Good medicine means not overpromising. Testosterone can be very helpful for the right patient, but it is not a universal answer.

What to expect from a specialist consultation

A good consultation should leave you clearer, not more confused. That means time to discuss your symptoms properly, how long they have been present, what treatment you have already tried, whether HRT has been optimised, what medications you take and what outcome you are hoping for.

You should also expect a balanced discussion of benefits, limits and possible side effects. For some women, the best next step is testosterone. For others, it may be adjusting HRT, treating vaginal symptoms, arranging blood tests, reviewing mood, or addressing sleep and stress first.

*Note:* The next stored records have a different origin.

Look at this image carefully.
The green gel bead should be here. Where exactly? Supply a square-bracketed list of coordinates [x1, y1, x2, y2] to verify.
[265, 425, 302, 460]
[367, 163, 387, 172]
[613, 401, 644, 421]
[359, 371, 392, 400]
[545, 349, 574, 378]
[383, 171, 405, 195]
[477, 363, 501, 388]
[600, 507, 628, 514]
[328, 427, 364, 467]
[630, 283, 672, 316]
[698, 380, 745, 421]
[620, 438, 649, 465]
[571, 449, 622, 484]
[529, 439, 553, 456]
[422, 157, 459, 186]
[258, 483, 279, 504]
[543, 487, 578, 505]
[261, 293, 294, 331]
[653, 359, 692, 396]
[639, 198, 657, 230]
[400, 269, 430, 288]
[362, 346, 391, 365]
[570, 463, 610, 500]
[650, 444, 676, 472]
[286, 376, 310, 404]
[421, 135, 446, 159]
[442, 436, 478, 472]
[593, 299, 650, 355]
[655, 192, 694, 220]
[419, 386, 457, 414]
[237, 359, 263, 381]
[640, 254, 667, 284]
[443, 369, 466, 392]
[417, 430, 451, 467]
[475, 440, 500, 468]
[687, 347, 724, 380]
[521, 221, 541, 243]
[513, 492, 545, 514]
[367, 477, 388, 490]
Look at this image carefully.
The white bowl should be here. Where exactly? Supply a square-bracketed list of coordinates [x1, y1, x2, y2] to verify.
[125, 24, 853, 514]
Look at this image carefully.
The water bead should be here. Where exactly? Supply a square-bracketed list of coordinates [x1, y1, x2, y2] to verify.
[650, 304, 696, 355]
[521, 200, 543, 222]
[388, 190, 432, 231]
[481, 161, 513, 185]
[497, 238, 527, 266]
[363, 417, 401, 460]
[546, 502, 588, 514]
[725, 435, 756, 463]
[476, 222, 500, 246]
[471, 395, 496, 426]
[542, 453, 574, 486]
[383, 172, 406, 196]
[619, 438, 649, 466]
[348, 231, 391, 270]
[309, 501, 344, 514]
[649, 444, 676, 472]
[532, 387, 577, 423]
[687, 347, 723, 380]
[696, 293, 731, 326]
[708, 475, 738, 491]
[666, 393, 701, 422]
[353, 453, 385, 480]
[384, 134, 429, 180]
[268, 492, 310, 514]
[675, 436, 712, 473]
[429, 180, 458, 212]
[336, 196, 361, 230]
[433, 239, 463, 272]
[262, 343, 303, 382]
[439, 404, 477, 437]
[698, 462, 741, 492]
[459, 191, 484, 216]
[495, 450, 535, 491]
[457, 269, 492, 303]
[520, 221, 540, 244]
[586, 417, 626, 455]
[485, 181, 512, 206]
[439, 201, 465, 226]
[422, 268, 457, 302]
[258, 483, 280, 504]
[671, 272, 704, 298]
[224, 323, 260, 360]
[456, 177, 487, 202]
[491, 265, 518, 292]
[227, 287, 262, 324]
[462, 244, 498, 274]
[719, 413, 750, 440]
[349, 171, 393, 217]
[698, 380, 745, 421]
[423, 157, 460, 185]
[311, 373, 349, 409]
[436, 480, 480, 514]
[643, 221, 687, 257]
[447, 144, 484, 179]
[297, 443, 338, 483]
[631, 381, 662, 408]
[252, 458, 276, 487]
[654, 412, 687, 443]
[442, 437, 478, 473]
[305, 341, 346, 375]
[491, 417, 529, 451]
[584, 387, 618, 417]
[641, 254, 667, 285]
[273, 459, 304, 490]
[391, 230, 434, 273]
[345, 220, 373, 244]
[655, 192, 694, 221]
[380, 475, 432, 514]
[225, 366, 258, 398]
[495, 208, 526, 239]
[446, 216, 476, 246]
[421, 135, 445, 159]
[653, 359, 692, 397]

At The Menopause Specialists, our approach is evidence-based, individualised and grounded in specialist menopause care. If you would like a personalised assessment of libido changes, hormonal symptoms or whether testosterone may be appropriate for you, please visit our consultations page.

The most helpful place to start is not with fear or hype, but with a careful conversation about what has changed, what matters to you, and what evidence-based treatment is most likely to help you feel like yourself again.